Second, there is a lot of common in stuttering with Post Traumatic Stress Disorder (PTSD), because we have experienced systematically a lot of traumatic speaking experiences which have had a definite effect on our cognition, feelings, and bodily reaction. Recent literature shows that there is an reciprocal interaction between amygdala the seat of feelings that becomes aroused when there is a danger and pre-frontal cortex.. The amygdala when aroused triggers strong emotions and sends agitated signals to neurotransmitters throughout the brain, including the Broca area, where speech is formed, and which is located in the Pre-Frontal Cortex. Amygdala's reactions are useful  to activate the emergency response, the fight-flight response . You can see a picture of the brain and this process in the illustration associated with this blog. But PTSD causes over reaction in amygdala and scrambled reaction in Pre-Frontal Cortex. 

In stuttering a traumatization also occurs. A young child is constantly seeking the approval of his parents, older siblings, and other members in his close-knit circle to satisfy his feelings for the need to belong. When our speech development lags, our parents kindly try to instruct us and model the right kind of development. No matter that they do it with love, they call attention to our speech. Being anxious sort, we strip away the love and focus on our slow speaking progress. We feel their concern and we, being oversensitive, interpret subconsciously it as a threat  of abandonment and proceed to construct a fear for our safety. Not are we only traumatized we also, as a consequence of making inadequate progress in our speech, start to deprecate ourselves. This self-downing also results in traumatic feelings.

Our impatience and our low tolerance of frustration often coupled with the concern  and the impatience of our parents intensifies our negative feelings and is soon interpreted as punishment. Speaking situations become dangerous encounters. No matter how minute or severe our deficiency in developing to speak is, we are classically conditioned to fear certain speech situations. This classically conditioned fear is stored in the amygdala. 

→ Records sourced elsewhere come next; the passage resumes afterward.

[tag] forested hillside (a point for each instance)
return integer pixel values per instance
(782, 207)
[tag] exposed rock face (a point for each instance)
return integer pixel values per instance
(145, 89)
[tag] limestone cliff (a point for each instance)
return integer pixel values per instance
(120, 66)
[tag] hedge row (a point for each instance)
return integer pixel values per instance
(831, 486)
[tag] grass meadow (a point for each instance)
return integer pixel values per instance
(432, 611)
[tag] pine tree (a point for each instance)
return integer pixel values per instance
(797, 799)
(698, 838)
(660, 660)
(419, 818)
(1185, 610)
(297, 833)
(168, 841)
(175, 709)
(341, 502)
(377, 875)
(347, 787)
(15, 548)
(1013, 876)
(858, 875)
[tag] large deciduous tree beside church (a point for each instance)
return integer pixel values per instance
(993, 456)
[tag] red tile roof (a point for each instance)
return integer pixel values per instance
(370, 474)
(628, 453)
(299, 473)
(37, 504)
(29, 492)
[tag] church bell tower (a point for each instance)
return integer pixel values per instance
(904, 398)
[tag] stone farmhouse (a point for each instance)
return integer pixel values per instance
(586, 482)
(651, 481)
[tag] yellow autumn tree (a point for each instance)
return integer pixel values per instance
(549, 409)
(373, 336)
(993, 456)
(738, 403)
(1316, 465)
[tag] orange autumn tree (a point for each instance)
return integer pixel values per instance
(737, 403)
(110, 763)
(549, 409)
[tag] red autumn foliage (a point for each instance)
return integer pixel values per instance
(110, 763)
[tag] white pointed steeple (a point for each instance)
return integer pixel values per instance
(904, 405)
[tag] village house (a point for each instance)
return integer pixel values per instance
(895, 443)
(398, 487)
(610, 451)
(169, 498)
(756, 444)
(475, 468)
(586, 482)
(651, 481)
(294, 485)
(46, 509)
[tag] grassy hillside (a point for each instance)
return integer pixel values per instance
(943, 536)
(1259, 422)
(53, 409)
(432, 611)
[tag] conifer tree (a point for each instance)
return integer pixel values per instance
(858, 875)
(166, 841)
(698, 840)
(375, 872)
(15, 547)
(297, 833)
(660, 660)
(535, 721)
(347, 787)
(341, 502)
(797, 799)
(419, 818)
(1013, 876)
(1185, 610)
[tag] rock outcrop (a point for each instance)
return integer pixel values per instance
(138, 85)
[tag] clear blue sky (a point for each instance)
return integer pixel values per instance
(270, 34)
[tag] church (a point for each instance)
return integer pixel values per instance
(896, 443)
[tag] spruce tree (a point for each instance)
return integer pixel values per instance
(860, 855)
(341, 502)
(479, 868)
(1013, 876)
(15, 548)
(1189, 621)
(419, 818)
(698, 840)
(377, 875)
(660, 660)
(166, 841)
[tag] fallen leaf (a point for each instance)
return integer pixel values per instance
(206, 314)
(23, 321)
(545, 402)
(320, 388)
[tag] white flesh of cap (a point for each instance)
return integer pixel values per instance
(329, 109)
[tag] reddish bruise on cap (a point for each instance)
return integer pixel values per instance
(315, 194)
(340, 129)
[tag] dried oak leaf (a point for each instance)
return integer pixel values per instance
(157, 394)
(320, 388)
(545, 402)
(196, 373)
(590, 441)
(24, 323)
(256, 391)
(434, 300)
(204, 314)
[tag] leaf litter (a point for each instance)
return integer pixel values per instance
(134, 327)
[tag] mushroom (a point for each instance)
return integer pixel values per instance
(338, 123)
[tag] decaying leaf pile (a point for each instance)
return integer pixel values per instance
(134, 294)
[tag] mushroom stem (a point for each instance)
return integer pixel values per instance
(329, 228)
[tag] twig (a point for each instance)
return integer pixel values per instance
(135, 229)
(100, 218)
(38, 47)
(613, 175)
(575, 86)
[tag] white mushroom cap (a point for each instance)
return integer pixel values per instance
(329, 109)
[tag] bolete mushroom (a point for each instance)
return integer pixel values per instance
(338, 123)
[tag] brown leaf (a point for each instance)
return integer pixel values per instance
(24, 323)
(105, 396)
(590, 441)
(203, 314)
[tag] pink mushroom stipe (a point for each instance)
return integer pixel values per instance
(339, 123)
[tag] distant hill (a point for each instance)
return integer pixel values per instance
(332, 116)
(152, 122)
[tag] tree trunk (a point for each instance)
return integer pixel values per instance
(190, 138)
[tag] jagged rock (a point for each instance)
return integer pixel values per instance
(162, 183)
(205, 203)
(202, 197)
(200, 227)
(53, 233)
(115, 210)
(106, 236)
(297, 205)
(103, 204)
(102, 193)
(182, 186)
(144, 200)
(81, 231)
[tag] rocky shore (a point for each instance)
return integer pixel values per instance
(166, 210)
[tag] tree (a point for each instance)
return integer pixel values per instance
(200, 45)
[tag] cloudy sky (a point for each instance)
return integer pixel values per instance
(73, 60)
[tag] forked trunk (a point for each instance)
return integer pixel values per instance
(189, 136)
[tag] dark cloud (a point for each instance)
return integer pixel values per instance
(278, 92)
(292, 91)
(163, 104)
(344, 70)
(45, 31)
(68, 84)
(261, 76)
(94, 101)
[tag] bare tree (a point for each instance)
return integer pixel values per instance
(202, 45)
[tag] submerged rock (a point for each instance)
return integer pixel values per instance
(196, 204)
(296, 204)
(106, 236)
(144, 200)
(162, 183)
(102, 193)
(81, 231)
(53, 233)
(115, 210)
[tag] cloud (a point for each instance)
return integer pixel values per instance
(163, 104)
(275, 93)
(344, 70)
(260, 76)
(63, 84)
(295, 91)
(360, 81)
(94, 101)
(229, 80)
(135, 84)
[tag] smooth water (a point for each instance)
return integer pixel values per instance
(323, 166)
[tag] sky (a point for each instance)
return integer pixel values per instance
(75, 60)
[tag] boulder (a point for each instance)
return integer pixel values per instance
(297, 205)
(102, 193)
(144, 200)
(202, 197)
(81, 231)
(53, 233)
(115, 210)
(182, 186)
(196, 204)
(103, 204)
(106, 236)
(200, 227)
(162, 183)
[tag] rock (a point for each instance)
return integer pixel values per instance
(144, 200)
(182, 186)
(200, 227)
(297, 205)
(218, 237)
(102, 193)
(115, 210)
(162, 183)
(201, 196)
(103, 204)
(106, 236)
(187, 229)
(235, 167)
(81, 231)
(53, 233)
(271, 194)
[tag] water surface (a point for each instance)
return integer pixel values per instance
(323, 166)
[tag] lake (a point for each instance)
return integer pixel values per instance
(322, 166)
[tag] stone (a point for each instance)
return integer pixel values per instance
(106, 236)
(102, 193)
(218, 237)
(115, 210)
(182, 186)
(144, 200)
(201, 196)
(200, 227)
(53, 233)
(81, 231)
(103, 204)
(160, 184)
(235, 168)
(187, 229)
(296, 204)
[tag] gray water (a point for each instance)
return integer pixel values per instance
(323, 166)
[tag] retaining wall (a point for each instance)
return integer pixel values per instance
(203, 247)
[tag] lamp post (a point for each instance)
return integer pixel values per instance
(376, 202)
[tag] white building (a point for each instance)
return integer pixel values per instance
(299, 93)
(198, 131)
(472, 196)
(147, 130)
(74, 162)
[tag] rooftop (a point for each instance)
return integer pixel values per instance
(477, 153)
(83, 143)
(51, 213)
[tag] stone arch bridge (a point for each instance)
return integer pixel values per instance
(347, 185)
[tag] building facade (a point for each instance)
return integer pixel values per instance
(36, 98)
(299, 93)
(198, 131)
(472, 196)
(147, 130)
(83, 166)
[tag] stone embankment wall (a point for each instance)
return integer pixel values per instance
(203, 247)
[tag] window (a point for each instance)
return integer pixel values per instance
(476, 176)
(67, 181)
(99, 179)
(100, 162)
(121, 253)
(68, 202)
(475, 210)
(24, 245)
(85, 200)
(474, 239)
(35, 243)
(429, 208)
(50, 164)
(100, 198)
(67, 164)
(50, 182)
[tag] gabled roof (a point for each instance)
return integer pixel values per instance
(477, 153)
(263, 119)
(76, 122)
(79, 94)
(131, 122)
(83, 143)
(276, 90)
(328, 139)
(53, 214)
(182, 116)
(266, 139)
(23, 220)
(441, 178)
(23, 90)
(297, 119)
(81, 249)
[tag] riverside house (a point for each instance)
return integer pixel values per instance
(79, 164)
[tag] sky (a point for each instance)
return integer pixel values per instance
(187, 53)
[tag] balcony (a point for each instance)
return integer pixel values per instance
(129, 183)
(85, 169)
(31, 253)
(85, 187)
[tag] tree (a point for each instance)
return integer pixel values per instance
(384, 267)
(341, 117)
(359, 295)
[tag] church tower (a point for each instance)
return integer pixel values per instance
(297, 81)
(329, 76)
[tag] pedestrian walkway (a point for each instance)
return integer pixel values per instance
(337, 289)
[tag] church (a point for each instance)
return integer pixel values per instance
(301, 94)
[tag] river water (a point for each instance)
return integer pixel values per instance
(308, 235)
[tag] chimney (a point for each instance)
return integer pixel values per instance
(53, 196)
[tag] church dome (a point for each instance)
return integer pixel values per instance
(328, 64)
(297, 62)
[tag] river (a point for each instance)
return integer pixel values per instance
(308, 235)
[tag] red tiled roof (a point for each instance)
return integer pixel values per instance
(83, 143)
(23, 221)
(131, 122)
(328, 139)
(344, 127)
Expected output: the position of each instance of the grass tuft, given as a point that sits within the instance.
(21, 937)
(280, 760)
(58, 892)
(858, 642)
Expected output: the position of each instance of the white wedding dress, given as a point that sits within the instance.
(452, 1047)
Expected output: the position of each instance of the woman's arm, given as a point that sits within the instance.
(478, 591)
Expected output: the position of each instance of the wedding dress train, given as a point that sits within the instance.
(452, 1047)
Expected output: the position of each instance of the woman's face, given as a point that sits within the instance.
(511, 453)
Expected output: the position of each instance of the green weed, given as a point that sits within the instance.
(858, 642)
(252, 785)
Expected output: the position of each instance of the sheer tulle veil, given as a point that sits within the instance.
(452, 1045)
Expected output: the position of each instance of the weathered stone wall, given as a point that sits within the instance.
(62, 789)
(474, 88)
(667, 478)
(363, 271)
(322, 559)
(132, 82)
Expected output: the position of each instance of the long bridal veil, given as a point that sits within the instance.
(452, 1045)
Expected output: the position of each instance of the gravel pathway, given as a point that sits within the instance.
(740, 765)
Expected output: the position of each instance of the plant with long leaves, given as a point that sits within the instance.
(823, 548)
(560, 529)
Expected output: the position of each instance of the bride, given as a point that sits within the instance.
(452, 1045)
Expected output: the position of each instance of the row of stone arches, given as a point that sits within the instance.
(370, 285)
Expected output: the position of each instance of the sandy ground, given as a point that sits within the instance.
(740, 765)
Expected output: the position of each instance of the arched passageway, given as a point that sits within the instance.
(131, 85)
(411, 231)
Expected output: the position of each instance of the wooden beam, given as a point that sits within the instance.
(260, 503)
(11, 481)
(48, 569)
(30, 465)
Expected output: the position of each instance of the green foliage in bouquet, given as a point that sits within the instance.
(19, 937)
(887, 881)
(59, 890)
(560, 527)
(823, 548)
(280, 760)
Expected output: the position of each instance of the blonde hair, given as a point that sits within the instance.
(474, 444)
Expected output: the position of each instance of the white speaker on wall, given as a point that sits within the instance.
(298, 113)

What we develop is an unfortunate chain reaction: a) a stressful speaking situation is b) interpreted by the amygdala as a threat to our safety and c) i, the amygdala, overreacts and messes up the fine tuning necessary in Broca area to form fluent speech. The only real hope is to have the executive functions in Pre-Frontal Cortex to take over and calm down the amygdala. This is what is done by working on beliefs as REBT does.